On les avait quittés dans le bassin de Shanghai auréolés d’un titre de champion du monde partagé sur 100m dos. C’est bien loin de la Chine, à Nancy, que Camille Lacourt et Jérémy Stravius se sont retrouvés pour leur premier bain de l’année. Un stage à la Martinique pour le premier, un voyage en Afrique du Sud pour le deuxième et les voilà lancés dans leur préparation olympique avec, en ligne de mire, le titre à Londres. Et dans la moiteur de la piscine Alfred-Nakache, c’est le Marseillais qui a enlevé la première manche. Sans contestation.
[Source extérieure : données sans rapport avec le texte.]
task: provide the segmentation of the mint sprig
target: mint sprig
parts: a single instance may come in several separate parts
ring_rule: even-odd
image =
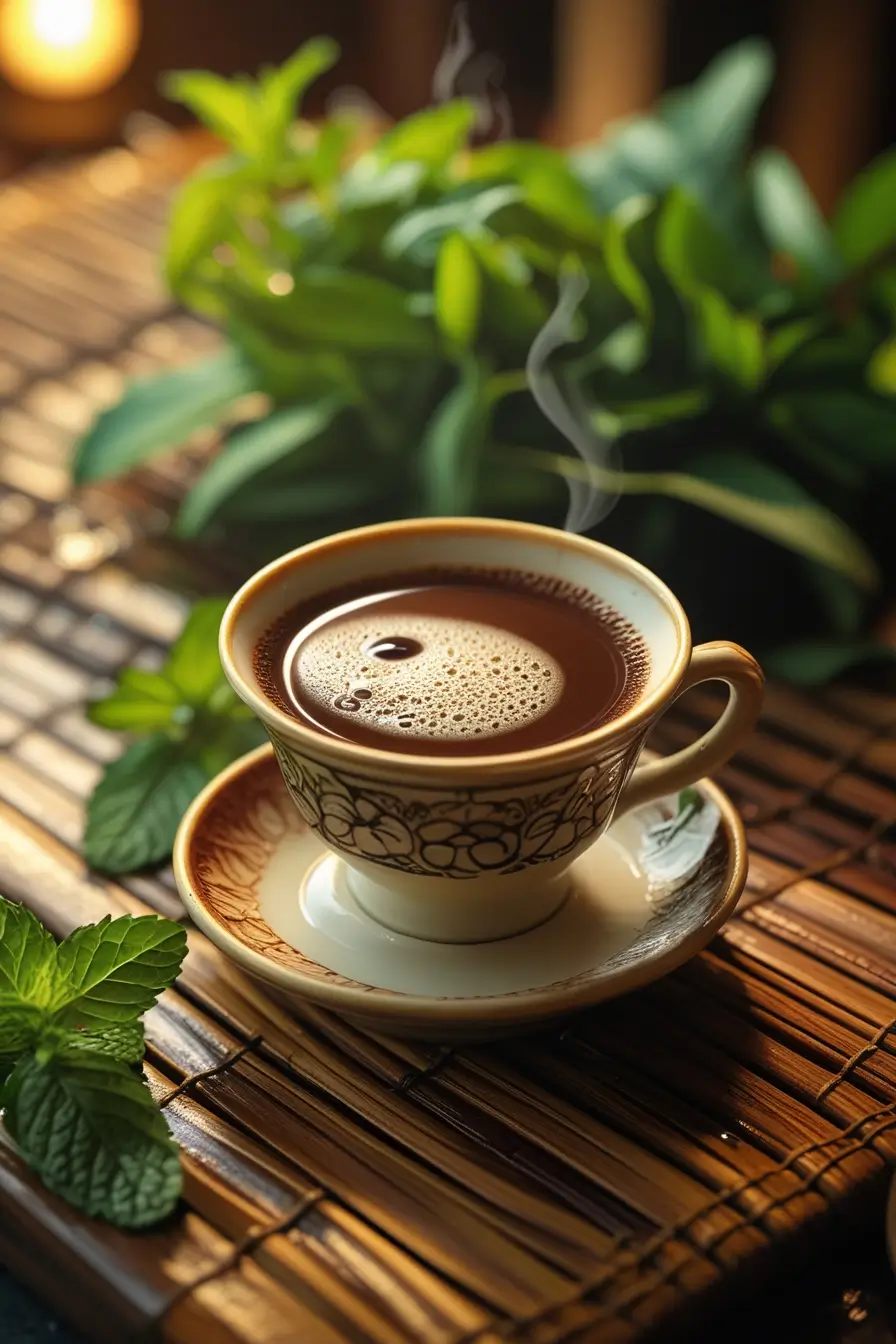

Vainqueur de la finale en 53’’59, Lacourt a réalisé la deuxième performance de l’année (53’’55 pour l’Américain Matthew Grevers) loin devant les Amiénois Stravius (54’’83) et Stasiulis (54’’94).

Alors forcément, du côté de la zone d’interview, les réactions étaient contrastées. « Je suis très déçu du temps. Je n’arrive pas à trouver ma vitesse. Je crois que je vais devoir changer des choses pour mon entraînement », pestait Stravius, pourtant en forme le matin avec le meilleur temps des séries du 100m NL (49’’61) avant de décider de faire l’impasse. Pas très loin de là, et sans aucun regard pour sa victime du jour, Lacourt laissait lui échapper un cri de joie avant d’enchaîner : « Je suis très satisfait du temps et de la manière. Je profite du travail qui a été fait et ça se voit dans l’eau. Je ne savais pas trop à quoi m’attendre. J’étais là pour prendre des repères. Je m’en suis tenu aux plans. Ça fait un bon point dans la confiance. »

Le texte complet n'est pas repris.